How Instagram Celebrities Promote Dubai's Underground Animal Trade
The monkey squirms while a woman holds it up with one hand and records it without speaking. The TikTok video is brief and has no description; the only audio is the infant animal’s cooing. Other videos posted on related social media channels show young tigers, lions, cheetahs and pumas, but also monkeys, sloths, and meerkats, all recorded and shared without comment.
While still young, these animals make their way to influencers and celebrities who use them as props in their own social media content. Rappers, movie stars, business magnates, TV-presenters, models, vloggers and even a fugitive criminal have all posted images of themselves posing with them. But there’s a problem — these same pets can be traced back to a small group of anonymous individuals who may be engaged in illegally leasing out, and perhaps even selling, exotic animals.

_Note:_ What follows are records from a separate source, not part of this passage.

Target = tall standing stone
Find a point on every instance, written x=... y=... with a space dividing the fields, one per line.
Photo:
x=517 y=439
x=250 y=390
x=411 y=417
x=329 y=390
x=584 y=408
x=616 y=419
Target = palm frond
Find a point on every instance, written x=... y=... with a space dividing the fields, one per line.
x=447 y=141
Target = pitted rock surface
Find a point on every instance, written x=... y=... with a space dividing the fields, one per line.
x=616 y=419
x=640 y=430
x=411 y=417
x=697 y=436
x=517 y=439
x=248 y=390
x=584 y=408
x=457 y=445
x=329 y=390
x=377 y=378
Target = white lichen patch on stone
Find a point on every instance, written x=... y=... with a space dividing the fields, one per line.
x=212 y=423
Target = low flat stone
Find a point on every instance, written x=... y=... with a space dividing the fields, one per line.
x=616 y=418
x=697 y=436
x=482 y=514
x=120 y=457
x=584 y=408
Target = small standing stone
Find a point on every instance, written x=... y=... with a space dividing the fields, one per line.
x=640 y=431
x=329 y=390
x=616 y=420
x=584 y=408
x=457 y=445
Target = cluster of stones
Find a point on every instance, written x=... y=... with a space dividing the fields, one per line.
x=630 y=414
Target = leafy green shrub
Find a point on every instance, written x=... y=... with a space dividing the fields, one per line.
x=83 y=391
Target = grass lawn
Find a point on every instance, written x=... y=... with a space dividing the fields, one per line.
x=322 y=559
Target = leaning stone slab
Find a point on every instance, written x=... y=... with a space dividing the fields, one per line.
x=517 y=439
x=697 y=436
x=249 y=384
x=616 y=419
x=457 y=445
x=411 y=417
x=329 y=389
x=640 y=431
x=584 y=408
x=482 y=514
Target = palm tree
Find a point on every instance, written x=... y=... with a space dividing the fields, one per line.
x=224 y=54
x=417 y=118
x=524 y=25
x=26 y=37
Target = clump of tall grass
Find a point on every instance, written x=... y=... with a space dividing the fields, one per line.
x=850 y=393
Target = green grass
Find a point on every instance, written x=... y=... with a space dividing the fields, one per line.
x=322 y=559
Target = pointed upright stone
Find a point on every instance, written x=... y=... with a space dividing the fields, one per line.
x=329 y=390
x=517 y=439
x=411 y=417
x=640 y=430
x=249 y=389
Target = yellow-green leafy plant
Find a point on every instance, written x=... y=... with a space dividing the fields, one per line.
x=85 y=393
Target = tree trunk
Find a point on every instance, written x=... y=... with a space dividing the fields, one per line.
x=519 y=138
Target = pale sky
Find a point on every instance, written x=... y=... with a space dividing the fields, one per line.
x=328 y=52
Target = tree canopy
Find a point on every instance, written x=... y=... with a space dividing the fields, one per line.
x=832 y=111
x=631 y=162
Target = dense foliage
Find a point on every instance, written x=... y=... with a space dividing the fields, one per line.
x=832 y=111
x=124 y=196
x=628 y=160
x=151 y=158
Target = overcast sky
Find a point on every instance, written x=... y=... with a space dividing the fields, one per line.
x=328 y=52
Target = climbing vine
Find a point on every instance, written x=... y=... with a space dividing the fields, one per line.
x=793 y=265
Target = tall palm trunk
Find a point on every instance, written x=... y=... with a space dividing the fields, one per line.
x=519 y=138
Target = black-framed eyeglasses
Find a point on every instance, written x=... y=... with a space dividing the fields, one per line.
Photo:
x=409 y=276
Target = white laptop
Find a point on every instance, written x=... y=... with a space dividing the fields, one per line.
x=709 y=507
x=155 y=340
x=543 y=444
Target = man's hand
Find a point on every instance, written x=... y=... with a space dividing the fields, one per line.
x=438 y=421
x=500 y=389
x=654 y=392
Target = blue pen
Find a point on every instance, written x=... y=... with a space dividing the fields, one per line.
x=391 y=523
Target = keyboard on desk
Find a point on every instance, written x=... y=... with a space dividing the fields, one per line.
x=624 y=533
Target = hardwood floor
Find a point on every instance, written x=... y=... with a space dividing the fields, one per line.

This is a multi-million dollar industry. Much like cars and watches, exotic animals such as tigers have a long history of being used as status symbols, particularly in the United Arab Emirates (UAE).
However, keeping animals such as lions and tigers as ‘pets’ is problematic, causing harm to the animals’ physical and social well-being.
It can also be illegal, sustaining poaching and international organised crime. In 2017, the UAE adopted a law that prohibits individuals from owning, trading or transporting dangerous or exotic animals such as primates and big cats, placing heavy restrictions on facilities such as zoos and breeding centres that keep them.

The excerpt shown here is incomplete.